Growing up, Krystal Flores never envisioned herself as a professor.
Her plan was to attend medical school and have a career as a physician. Her path, however, took a detour when she took a course in border health at the Texas A&M University School of Public Health.
The course, taught by Ann V. Millard, opened her eyes to the world of public health. Millard’s teaching style, which Flores says was “amazing,” combined with Flores’ desire to serve as a mentor for first-generation students like herself led her to her current position as an assistant professor at the Texas A&M Higher Education Center at McAllen.
“I really wanted to pursue public health after that course and I wanted to make an impact. I wanted to give back,” Flores said. “I did not see myself being a professor at all, but it was something I felt I needed to do after seeing there was a lack of mentorship in terms of having a mentor who was a Latina and a female, a mentor who could understand the struggles of a first-generation student.

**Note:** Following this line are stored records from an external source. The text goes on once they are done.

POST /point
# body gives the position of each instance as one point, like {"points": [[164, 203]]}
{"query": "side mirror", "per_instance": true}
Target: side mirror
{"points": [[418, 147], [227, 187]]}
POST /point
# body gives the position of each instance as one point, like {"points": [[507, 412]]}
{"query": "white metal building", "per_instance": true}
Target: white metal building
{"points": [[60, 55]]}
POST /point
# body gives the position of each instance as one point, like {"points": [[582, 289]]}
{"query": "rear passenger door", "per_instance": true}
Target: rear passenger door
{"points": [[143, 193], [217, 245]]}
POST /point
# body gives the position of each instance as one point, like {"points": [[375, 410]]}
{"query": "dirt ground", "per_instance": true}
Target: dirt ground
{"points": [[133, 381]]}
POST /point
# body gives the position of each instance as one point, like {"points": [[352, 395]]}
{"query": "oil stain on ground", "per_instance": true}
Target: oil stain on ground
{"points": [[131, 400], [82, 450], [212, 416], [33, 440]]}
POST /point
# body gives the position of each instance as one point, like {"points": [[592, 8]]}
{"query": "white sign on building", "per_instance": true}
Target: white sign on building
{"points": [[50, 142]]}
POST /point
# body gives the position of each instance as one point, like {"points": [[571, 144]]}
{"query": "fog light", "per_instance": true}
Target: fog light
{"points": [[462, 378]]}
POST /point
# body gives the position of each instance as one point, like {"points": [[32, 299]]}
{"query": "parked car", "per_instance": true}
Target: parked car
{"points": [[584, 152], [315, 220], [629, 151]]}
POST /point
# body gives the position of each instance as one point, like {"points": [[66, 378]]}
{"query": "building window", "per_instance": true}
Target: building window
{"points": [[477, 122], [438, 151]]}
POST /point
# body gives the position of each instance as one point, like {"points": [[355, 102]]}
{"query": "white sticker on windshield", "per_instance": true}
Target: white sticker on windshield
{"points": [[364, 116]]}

“I really wanted to encourage young girls, I wanted them to see that there is someone who understands the struggles they are going to endure and that they are enduring.”
To help her be that mentor, and to help prepare future students in her Applications of Public Health class, Flores was recently awarded funding from the Texas A&M Higher Education Center at McAllen. The funds will support her proposal for students in her Applications of Public Health class to develop and implement two local public health interventions in partnership with local stakeholders in the Rio Grande Valley.
“I think it will have an incredible impact,” Flores said. “For the students, being able to get grant funding to develop their own intervention is something they can add to their resumes. They get to develop and design unique public health interventions that help their communities. Students are then able to apply all the concepts they have learned the past four years as students. For the Rio Grande Valley, the impact is going to be immense. It is a win-win.”
Having grown up in Starr County, one of the poorest counties in the state, Flores witnessed first-hand the struggles residents of the region dealt with, especially when it came to their health. Flores said this was present in everyday life, including in her own family.
“I saw all the health disparities within my own family, within my own community of La Grulla,” Flores said. “I knew I wanted to do something that was going to have an impact on my community. I wanted everything that I do to have a ripple effect, to have a purpose.”
Flores also dealt with the obstacles that stand in the way for first-generation students when she was working toward her bachelor’s degree in biomedical sciences. She struggled with finding a mentor who understood her experience, and often found professors intimidating. This made it difficult for her to seek extra help when she needed it.
Now, Flores is using those experiences to help students at the Higher Education Center, many of whom are first-generation students and come from similar family backgrounds.
“I try to encourage my students that we [instructors] are people too, we don’t know everything,” Flores said. “First-generation students are going to be fearful of asking for resources or knowing where to get them. Having someone to understand that struggle is vital.”